Development

Composition, fat content and temperature of breast milk

Human milk is the most suitable food for babies in the first six months after birth, because it contains all the nutrients, thanks to which the baby grows fully, remains healthy and develops. All these substances are presented in it in the right just for your baby quantity and ratio.

Chemical composition and useful properties

The average composition is shown in the following figure. Read about what breast milk might look like in another article.

Protein are represented mainly by whey proteins easily digestible by a baby. The hard-to-digest casein is found in much lower quantities than cow's milk, which is the basis of most formulas. Unlike cow's milk, women's milk contains more alpha-lactalbumin. The ratio of whey proteins to casein in a woman's milk is 80 to 20. Among the amino acids, taurine is present, which is important for stimulating the work of the baby's nervous system.

Fats in human milk they are represented by easily digestible molecules, among which there are many polyunsaturated acids (57%). These fatty acids play a significant role in children's brain development. The amount of fat often fluctuates. So, in colostrum it is only 2%, and in mature milk it is much more. It also includes an enzyme called lipase for better fat digestion.

Carbohydrates represented mainly by lactose. It not only affects the development of the nervous system, but is also necessary for the microorganisms that inhabit the children's intestines. In addition, milk sugar is important for calcium absorption. In colostrum, lactose is less (only 4%), and in mature milk, the amount of milk sugar rises to 7%.

Breast milk also contains special enzymesparticipating in the breakdown of nutrients that come with this valuable food for the baby.

Vitamins and minerals presented in dosages that are best absorbed by the body during a certain period of its life. Their number and ratio change, adjusting to the needs of the baby.

There are more vitamins in colostrum, as well as in the "front" milk (the portion that the baby receives during the first feeding).

Human milk also contains a large number of active substances that even the best formulas cannot contain. These are various antibodies, hormones, lymphocytes, lysozyme, macrophages, epithelial cells, various growth factors and other compounds valuable for the baby.

Fatness

This parameter is primarily interested in mothers who worry that the baby is not eating enough, is capricious or is gaining weight poorly. It is known that most of the fat is present in the portion of milk that the baby receives at the end of the feed (it is called "back"). Accordingly, the "front" milk received by the baby is less fatty.

In fact, it is produced in a woman's breast of the same fat content, but as milk is produced, the fat molecules combine with each other and accumulate on the walls of the ducts, while the rest of the components flow freely to the nipple.

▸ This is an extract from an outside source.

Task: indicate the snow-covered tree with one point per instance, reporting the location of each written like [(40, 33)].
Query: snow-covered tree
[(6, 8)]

The longer there was a break after the last feeding, the less fatty milk the baby will receive at the beginning of its meal. Accordingly, the less time has passed since the previous feeding, the more fatty will be the "front" milk.

During feeding, the outflow of milk from the breast is accelerated and fat molecules, detaching from the walls, move along the ducts towards the nipple. So the longer the mother feeds the baby, the more fat the baby will get.

Temperature

Milk is released from a woman's breast at the most optimal temperature for the baby. The temperature corresponds to the woman's body temperature and does not depend on the season or other external conditions.

Features:

  • The composition of milk varies greatly from woman to woman. According to research, it is most suitable for the development of children of these particular nursing mothers.
  • In colostrum, the amount of proteins and minerals is increased, and mature milk contains much more carbohydrates and fats.
  • The protein content in the milk of women is much lower than in the milk of cows and other mammals.
  • Iron from it is absorbed by 70% due to the presence of the auxiliary factor lactoferrin. From the milk of a cow, a child can assimilate only 30% of iron, and from a mixture - only 10%.
  • Human milk is sterile, so it can be stored for some time at room temperature and not spoil.
  • When digested in the stomach, it forms a loose clot that is quickly evacuated and easily absorbed.

Watch the video: She Compared Breast Milk To Formula Under A Microscope -- Heres What She Saw (May 2024).